Minister Simon Harris TD speaking at the opening of the Covid-19 Community Assessment Hub at the Mater Hospital. Photographer: Julien Behal
The Mater Hospital, HSE and Safetynet open a Covid-19 Community Assessment Hub aimed at caring for those experiencing homelessness and others unable to access treatment
Minister for Health opens new Hub at the Mater which will care and treat the most marginalised in the inner city
8th May 2020
The Mater Misericordiae University Hospital, HSE and medical charity Safetynet are today launching a Covid Community Assessment Hub which will specifically care for vulnerable groups in the inner city. The Minister for Health Simon Harris TD performed the official opening this morning (Friday 8th May).
This Covid Hub will include an assessment unit at the Mater Hospital and a mobile assessment unit working across the inner city to serve the needs of people living in poverty and those living in congregated settings.
Marginalised groups often live in overcrowded settings which means physical distancing and self isolation or cocooning is difficult or impossible. This increases the risk of spread of the virus.
These communities are also less likely to try to access healthcare for diagnosis in the first place or when they do seek medical attention, they often do not have the supports needed to recover. Safetynet and the Mater Hospital, with the support of the HSE, are partnering to provide a bespoke service which will better suit their needs in the fight against Covid19.
Minister Harris said: “This community assessment hub is a key part of the infrastructure providing a rapid response service to test for Covid-19 among people who are homeless, those living in extreme poverty, undocumented migrants and other vulnerable groups in the inner city.”
"The number of cases of Covid-19 among people who are homeless is less than expected and this is a testament to the effectiveness of this targeted approach. I want to acknowledge the leadership of the HSE, the Mater Hospital and Safetynet in developing this service. Inter-agency cooperation is crucial to provide a coordinated response to the complex health and social needs of people who are homeless and vulnerable, in line with Slaintecare. We owe a huge debt to these frontline workers who are putting their lives at risk in order to save others."
Dr Tara McGinty, Consultant in Infectious Diseases and Inclusion Health at the Mater, said: “The Mater Hospital, along with our GP colleagues from across north Dublin, has always cared for the most vulnerable in our society. Those who are homeless, or from other vulnerable groups such as migrants, or those with substance abuse problems face even greater challenges to halt the spread of the virus and to recover from it, if they contract it. The Covid Hub solution is a much needed and valuable addition to the resources we need to protect and treat these communities.”
The Mater Hospital is making a purpose built assessment facility available to Safetynet Primary Care to assess and treat patients from these marginalised communities. This unit will add much needed capacity to the Safetynet mobile assessment unit that travels to communities across the inner city when required. Daily phone calls will ensure all those in isolation are being monitored and are given in-person assessments when required.
“Safetynet has been providing assessment and monitoring to Covid positive patients via our mobile health unit. This partnership with the Mater and HSE increases our capacity to care for the vulnerable people who do not have access to care,” explains Safetynet’s CEO Dr Fiona O’Reilly. “This approach of healthcare provision works across geographical and institutional boundaries and strengthens the hospital community interface all to the betterment of patient care,” she said.

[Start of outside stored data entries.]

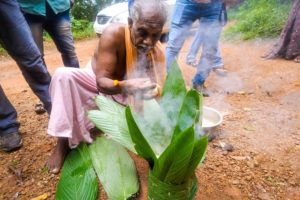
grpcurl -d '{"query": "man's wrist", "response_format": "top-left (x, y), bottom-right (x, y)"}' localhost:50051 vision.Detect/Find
top-left (113, 80), bottom-right (119, 87)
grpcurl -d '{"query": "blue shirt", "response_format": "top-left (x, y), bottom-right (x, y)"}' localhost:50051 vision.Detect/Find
top-left (18, 0), bottom-right (70, 16)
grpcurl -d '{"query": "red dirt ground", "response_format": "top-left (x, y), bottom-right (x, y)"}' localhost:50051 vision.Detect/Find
top-left (0, 37), bottom-right (299, 200)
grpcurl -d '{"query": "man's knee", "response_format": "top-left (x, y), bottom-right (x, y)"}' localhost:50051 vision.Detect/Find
top-left (52, 67), bottom-right (77, 82)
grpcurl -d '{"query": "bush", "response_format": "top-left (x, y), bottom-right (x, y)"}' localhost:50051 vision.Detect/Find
top-left (71, 19), bottom-right (95, 40)
top-left (43, 18), bottom-right (95, 41)
top-left (225, 0), bottom-right (292, 40)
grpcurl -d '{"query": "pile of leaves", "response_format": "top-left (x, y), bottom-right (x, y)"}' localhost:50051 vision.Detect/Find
top-left (56, 62), bottom-right (208, 199)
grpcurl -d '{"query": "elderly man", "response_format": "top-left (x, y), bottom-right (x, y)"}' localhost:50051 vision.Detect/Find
top-left (46, 0), bottom-right (167, 173)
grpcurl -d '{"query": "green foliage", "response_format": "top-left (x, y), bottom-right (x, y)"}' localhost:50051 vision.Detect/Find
top-left (126, 61), bottom-right (207, 199)
top-left (160, 61), bottom-right (187, 128)
top-left (56, 144), bottom-right (98, 200)
top-left (125, 107), bottom-right (158, 168)
top-left (71, 0), bottom-right (124, 22)
top-left (71, 0), bottom-right (98, 22)
top-left (88, 61), bottom-right (208, 199)
top-left (43, 18), bottom-right (95, 41)
top-left (89, 137), bottom-right (139, 200)
top-left (0, 46), bottom-right (6, 56)
top-left (153, 126), bottom-right (195, 184)
top-left (57, 138), bottom-right (139, 200)
top-left (148, 172), bottom-right (197, 200)
top-left (88, 96), bottom-right (135, 153)
top-left (225, 0), bottom-right (292, 40)
top-left (71, 19), bottom-right (95, 40)
top-left (172, 90), bottom-right (201, 140)
top-left (141, 99), bottom-right (173, 155)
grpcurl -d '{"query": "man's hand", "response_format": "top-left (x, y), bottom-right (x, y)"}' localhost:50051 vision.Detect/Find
top-left (121, 78), bottom-right (159, 99)
top-left (142, 84), bottom-right (160, 99)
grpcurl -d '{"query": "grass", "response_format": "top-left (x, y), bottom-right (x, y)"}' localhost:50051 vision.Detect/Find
top-left (72, 21), bottom-right (96, 40)
top-left (0, 46), bottom-right (6, 56)
top-left (224, 0), bottom-right (292, 40)
top-left (44, 19), bottom-right (96, 41)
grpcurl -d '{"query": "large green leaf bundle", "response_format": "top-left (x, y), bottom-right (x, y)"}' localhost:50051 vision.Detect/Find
top-left (88, 61), bottom-right (208, 199)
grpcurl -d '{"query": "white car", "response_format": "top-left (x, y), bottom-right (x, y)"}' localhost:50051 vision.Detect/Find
top-left (93, 0), bottom-right (176, 40)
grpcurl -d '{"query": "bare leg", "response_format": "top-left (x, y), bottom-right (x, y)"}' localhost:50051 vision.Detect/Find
top-left (46, 137), bottom-right (70, 174)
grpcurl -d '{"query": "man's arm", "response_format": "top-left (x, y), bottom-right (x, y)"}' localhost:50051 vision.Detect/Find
top-left (93, 25), bottom-right (158, 97)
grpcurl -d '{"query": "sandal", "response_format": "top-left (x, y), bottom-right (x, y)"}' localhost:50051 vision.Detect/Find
top-left (35, 102), bottom-right (46, 114)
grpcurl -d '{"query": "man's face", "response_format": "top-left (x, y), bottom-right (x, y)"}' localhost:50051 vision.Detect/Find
top-left (129, 17), bottom-right (164, 53)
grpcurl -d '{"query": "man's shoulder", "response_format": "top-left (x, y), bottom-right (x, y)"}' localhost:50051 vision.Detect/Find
top-left (101, 23), bottom-right (126, 44)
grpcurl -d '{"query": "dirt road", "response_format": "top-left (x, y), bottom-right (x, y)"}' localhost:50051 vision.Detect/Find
top-left (0, 37), bottom-right (299, 200)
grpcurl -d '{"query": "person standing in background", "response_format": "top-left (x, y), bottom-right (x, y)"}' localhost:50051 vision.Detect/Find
top-left (166, 0), bottom-right (223, 97)
top-left (17, 0), bottom-right (80, 113)
top-left (128, 0), bottom-right (134, 11)
top-left (186, 2), bottom-right (227, 76)
top-left (17, 0), bottom-right (79, 68)
top-left (0, 0), bottom-right (51, 152)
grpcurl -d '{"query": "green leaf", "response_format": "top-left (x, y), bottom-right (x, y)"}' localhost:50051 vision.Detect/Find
top-left (137, 99), bottom-right (173, 156)
top-left (88, 110), bottom-right (135, 153)
top-left (125, 107), bottom-right (157, 168)
top-left (184, 136), bottom-right (208, 181)
top-left (160, 60), bottom-right (187, 129)
top-left (148, 171), bottom-right (198, 200)
top-left (94, 95), bottom-right (125, 115)
top-left (164, 127), bottom-right (195, 184)
top-left (173, 89), bottom-right (200, 140)
top-left (153, 127), bottom-right (194, 184)
top-left (56, 143), bottom-right (98, 200)
top-left (89, 137), bottom-right (139, 200)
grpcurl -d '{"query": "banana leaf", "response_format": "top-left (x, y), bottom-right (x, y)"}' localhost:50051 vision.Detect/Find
top-left (89, 137), bottom-right (139, 200)
top-left (88, 110), bottom-right (135, 153)
top-left (134, 99), bottom-right (173, 156)
top-left (125, 107), bottom-right (157, 168)
top-left (172, 90), bottom-right (201, 140)
top-left (152, 126), bottom-right (195, 183)
top-left (56, 143), bottom-right (98, 200)
top-left (148, 171), bottom-right (197, 200)
top-left (160, 60), bottom-right (187, 128)
top-left (184, 136), bottom-right (208, 182)
top-left (95, 95), bottom-right (125, 116)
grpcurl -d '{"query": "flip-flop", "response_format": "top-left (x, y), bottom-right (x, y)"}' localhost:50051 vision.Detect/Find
top-left (35, 102), bottom-right (46, 114)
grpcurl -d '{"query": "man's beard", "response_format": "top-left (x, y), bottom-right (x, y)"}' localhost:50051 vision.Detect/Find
top-left (137, 44), bottom-right (154, 53)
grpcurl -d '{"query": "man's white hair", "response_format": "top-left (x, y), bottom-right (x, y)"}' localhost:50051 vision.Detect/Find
top-left (130, 0), bottom-right (167, 24)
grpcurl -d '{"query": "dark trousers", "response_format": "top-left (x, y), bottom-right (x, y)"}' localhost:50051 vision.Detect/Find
top-left (24, 2), bottom-right (80, 68)
top-left (0, 0), bottom-right (51, 135)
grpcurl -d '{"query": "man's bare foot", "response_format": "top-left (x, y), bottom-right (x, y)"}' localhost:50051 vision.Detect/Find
top-left (46, 138), bottom-right (70, 174)
top-left (294, 55), bottom-right (300, 63)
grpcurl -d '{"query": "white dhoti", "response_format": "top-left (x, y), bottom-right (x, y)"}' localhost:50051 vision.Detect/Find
top-left (48, 65), bottom-right (127, 148)
top-left (47, 66), bottom-right (98, 148)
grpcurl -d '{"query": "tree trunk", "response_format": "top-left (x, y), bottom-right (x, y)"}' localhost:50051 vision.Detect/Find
top-left (264, 0), bottom-right (300, 60)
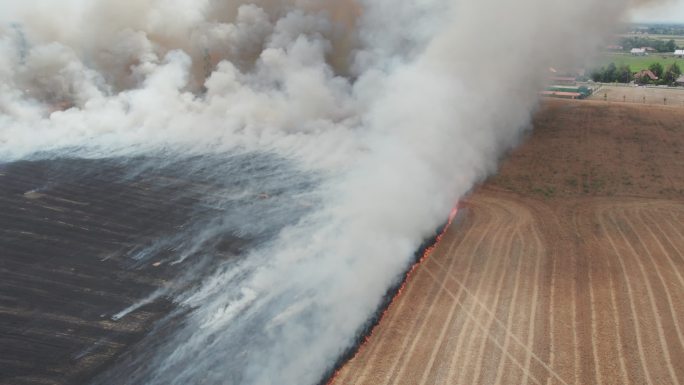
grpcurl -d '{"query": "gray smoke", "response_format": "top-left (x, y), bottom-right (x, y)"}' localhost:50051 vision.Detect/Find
top-left (0, 0), bottom-right (666, 384)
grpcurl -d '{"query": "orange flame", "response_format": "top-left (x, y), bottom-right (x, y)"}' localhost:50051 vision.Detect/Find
top-left (326, 204), bottom-right (459, 385)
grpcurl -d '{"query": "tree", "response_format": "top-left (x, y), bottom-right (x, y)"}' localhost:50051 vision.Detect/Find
top-left (591, 62), bottom-right (638, 83)
top-left (616, 64), bottom-right (632, 83)
top-left (661, 62), bottom-right (682, 85)
top-left (591, 68), bottom-right (604, 82)
top-left (648, 62), bottom-right (664, 78)
top-left (666, 39), bottom-right (676, 53)
top-left (605, 62), bottom-right (617, 83)
top-left (619, 37), bottom-right (678, 53)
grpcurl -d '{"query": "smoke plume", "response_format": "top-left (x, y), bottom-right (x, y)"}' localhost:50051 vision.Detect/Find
top-left (0, 0), bottom-right (664, 384)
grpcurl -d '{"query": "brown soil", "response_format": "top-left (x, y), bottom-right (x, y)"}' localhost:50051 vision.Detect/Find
top-left (333, 99), bottom-right (684, 385)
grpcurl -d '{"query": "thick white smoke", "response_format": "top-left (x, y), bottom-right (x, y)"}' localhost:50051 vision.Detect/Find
top-left (0, 0), bottom-right (663, 384)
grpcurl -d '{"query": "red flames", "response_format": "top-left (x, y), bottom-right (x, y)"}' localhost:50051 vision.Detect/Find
top-left (326, 205), bottom-right (459, 385)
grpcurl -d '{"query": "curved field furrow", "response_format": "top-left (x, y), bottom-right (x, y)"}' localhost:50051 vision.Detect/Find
top-left (484, 233), bottom-right (523, 384)
top-left (640, 209), bottom-right (684, 289)
top-left (415, 215), bottom-right (500, 385)
top-left (582, 210), bottom-right (603, 385)
top-left (456, 227), bottom-right (519, 385)
top-left (597, 206), bottom-right (657, 384)
top-left (399, 217), bottom-right (502, 385)
top-left (431, 207), bottom-right (505, 381)
top-left (414, 240), bottom-right (479, 385)
top-left (383, 224), bottom-right (491, 385)
top-left (337, 205), bottom-right (492, 385)
top-left (481, 227), bottom-right (537, 384)
top-left (628, 209), bottom-right (684, 361)
top-left (443, 214), bottom-right (514, 385)
top-left (577, 204), bottom-right (629, 385)
top-left (357, 268), bottom-right (444, 384)
top-left (605, 208), bottom-right (680, 385)
top-left (453, 217), bottom-right (518, 383)
top-left (428, 202), bottom-right (569, 385)
top-left (656, 211), bottom-right (684, 265)
top-left (334, 99), bottom-right (684, 385)
top-left (422, 266), bottom-right (545, 385)
top-left (545, 232), bottom-right (558, 385)
top-left (334, 195), bottom-right (684, 385)
top-left (336, 217), bottom-right (475, 385)
top-left (523, 226), bottom-right (544, 385)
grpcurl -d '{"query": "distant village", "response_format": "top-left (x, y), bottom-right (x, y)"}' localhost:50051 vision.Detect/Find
top-left (542, 25), bottom-right (684, 100)
top-left (593, 31), bottom-right (684, 86)
top-left (590, 53), bottom-right (683, 87)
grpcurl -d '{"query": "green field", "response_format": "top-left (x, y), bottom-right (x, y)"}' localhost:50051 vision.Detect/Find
top-left (599, 53), bottom-right (684, 72)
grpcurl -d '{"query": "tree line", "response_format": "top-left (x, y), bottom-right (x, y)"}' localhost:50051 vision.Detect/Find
top-left (619, 37), bottom-right (678, 53)
top-left (590, 62), bottom-right (682, 85)
top-left (642, 25), bottom-right (684, 36)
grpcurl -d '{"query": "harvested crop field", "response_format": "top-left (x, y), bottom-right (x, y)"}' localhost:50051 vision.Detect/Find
top-left (333, 100), bottom-right (684, 385)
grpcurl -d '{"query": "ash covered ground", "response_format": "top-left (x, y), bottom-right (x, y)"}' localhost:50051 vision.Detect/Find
top-left (0, 153), bottom-right (319, 385)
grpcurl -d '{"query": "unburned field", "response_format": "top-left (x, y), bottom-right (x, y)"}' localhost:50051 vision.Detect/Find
top-left (599, 52), bottom-right (684, 72)
top-left (333, 100), bottom-right (684, 385)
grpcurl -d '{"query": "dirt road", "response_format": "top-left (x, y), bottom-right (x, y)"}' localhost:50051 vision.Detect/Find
top-left (334, 100), bottom-right (684, 385)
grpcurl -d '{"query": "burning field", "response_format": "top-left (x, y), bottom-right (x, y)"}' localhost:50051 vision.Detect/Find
top-left (333, 99), bottom-right (684, 385)
top-left (1, 1), bottom-right (682, 384)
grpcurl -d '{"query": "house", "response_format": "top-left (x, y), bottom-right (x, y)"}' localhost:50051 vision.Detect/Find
top-left (630, 48), bottom-right (647, 56)
top-left (546, 85), bottom-right (592, 98)
top-left (634, 69), bottom-right (659, 82)
top-left (675, 49), bottom-right (684, 58)
top-left (540, 91), bottom-right (583, 100)
top-left (676, 75), bottom-right (684, 86)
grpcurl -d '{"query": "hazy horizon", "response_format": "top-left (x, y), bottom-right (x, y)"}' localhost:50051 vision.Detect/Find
top-left (631, 1), bottom-right (684, 23)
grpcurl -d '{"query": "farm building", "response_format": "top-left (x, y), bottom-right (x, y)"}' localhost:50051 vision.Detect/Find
top-left (540, 91), bottom-right (583, 99)
top-left (630, 48), bottom-right (647, 56)
top-left (545, 85), bottom-right (592, 98)
top-left (675, 49), bottom-right (684, 58)
top-left (677, 75), bottom-right (684, 86)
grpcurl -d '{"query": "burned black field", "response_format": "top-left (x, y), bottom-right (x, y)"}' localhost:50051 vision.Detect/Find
top-left (0, 154), bottom-right (314, 385)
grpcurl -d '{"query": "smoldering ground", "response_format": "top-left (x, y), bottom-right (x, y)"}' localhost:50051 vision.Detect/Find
top-left (0, 0), bottom-right (670, 384)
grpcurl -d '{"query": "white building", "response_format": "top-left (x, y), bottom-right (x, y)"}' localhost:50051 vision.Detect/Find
top-left (631, 48), bottom-right (647, 56)
top-left (677, 75), bottom-right (684, 86)
top-left (675, 49), bottom-right (684, 58)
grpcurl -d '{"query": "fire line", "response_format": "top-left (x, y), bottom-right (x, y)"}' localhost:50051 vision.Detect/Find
top-left (325, 205), bottom-right (460, 385)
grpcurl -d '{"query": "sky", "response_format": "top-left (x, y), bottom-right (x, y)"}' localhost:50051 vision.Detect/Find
top-left (1, 1), bottom-right (683, 25)
top-left (631, 1), bottom-right (684, 23)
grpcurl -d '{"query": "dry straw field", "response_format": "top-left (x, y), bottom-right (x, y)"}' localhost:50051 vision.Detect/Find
top-left (333, 99), bottom-right (684, 385)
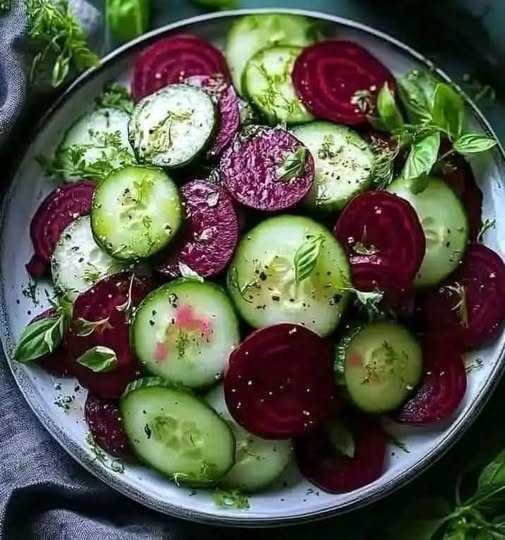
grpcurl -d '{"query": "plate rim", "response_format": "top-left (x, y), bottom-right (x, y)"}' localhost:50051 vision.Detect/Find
top-left (1, 7), bottom-right (505, 528)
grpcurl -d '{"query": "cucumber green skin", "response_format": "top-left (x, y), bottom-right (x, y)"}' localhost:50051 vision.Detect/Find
top-left (205, 385), bottom-right (292, 492)
top-left (243, 45), bottom-right (313, 125)
top-left (131, 279), bottom-right (240, 388)
top-left (91, 165), bottom-right (182, 261)
top-left (387, 176), bottom-right (469, 287)
top-left (341, 321), bottom-right (423, 414)
top-left (226, 14), bottom-right (323, 96)
top-left (291, 122), bottom-right (374, 213)
top-left (226, 215), bottom-right (351, 337)
top-left (120, 377), bottom-right (235, 486)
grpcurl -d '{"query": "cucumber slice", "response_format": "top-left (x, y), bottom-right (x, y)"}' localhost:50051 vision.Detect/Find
top-left (340, 321), bottom-right (423, 413)
top-left (226, 14), bottom-right (322, 96)
top-left (132, 280), bottom-right (240, 388)
top-left (120, 378), bottom-right (235, 485)
top-left (91, 166), bottom-right (182, 261)
top-left (387, 176), bottom-right (469, 287)
top-left (291, 122), bottom-right (374, 213)
top-left (51, 216), bottom-right (127, 300)
top-left (206, 385), bottom-right (292, 492)
top-left (129, 84), bottom-right (216, 168)
top-left (243, 45), bottom-right (313, 125)
top-left (227, 215), bottom-right (351, 337)
top-left (56, 107), bottom-right (135, 183)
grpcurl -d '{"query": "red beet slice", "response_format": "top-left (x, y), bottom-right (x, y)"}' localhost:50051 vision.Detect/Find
top-left (295, 415), bottom-right (387, 493)
top-left (26, 181), bottom-right (96, 278)
top-left (292, 41), bottom-right (396, 125)
top-left (423, 243), bottom-right (505, 349)
top-left (220, 126), bottom-right (314, 212)
top-left (224, 324), bottom-right (339, 439)
top-left (67, 273), bottom-right (155, 399)
top-left (85, 393), bottom-right (131, 459)
top-left (131, 34), bottom-right (230, 101)
top-left (396, 337), bottom-right (467, 424)
top-left (155, 180), bottom-right (238, 279)
top-left (185, 75), bottom-right (240, 158)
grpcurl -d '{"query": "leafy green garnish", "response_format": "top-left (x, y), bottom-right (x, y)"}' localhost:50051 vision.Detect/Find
top-left (212, 488), bottom-right (250, 510)
top-left (27, 0), bottom-right (100, 88)
top-left (477, 218), bottom-right (496, 242)
top-left (106, 0), bottom-right (150, 43)
top-left (178, 263), bottom-right (204, 282)
top-left (376, 83), bottom-right (404, 132)
top-left (96, 83), bottom-right (134, 113)
top-left (276, 147), bottom-right (309, 182)
top-left (345, 287), bottom-right (385, 321)
top-left (191, 0), bottom-right (238, 9)
top-left (294, 234), bottom-right (325, 283)
top-left (453, 134), bottom-right (498, 155)
top-left (77, 346), bottom-right (117, 373)
top-left (228, 266), bottom-right (259, 304)
top-left (401, 131), bottom-right (440, 184)
top-left (76, 317), bottom-right (113, 337)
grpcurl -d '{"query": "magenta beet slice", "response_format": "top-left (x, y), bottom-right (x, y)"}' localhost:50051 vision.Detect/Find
top-left (423, 243), bottom-right (505, 349)
top-left (26, 181), bottom-right (96, 278)
top-left (224, 324), bottom-right (339, 438)
top-left (292, 41), bottom-right (396, 125)
top-left (85, 393), bottom-right (131, 459)
top-left (131, 34), bottom-right (230, 101)
top-left (396, 337), bottom-right (467, 424)
top-left (185, 75), bottom-right (240, 158)
top-left (67, 273), bottom-right (156, 399)
top-left (220, 126), bottom-right (314, 211)
top-left (295, 415), bottom-right (387, 493)
top-left (155, 181), bottom-right (238, 279)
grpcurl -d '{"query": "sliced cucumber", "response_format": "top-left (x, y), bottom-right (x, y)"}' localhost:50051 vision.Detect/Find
top-left (132, 280), bottom-right (240, 388)
top-left (340, 321), bottom-right (423, 413)
top-left (206, 385), bottom-right (292, 492)
top-left (51, 216), bottom-right (127, 300)
top-left (120, 378), bottom-right (235, 485)
top-left (387, 176), bottom-right (469, 287)
top-left (226, 14), bottom-right (322, 96)
top-left (56, 107), bottom-right (135, 183)
top-left (244, 45), bottom-right (313, 125)
top-left (91, 166), bottom-right (182, 261)
top-left (227, 215), bottom-right (351, 337)
top-left (129, 84), bottom-right (216, 168)
top-left (291, 122), bottom-right (374, 213)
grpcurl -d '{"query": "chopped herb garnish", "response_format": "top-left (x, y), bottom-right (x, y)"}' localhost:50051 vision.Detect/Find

Mary O’Kelly, Head of Primary Care in CHO7 said: “The HSE has adopted a city wide approach to addressing the needs of vulnerable groups in the greater Dublin area during the Covid19 crisis. Dublin South, Kildare and West Wicklow Community Healthcare Organisation recognise there are vulnerable people who are unable to attend assessment hubs in various locations, do not have access to a GP and who may require the support of additional services including interpretative services and bespoke travel options. The HSE supports the development of a Safetynet mobile and static assessment hub that will combine the national protocol for assessment of those who are Covid positive with additional services to ensure the right service is delivered at the right time in the right place.”
CEO of the Mater, Alan Sharp said: “The Mater is delighted to support Safetynet in their efforts to ensure everyone in the inner city has access to high quality support, testing and care for Covid-19, no matter what your background. This valuable resource strengthens the response at hospital and the community level to support the most vulnerable in our society. It is also very much in keeping with the key ethos of SláinteCare which is about hospitals and the community working closely together to deliver the highest quality care at the most appropriate level.”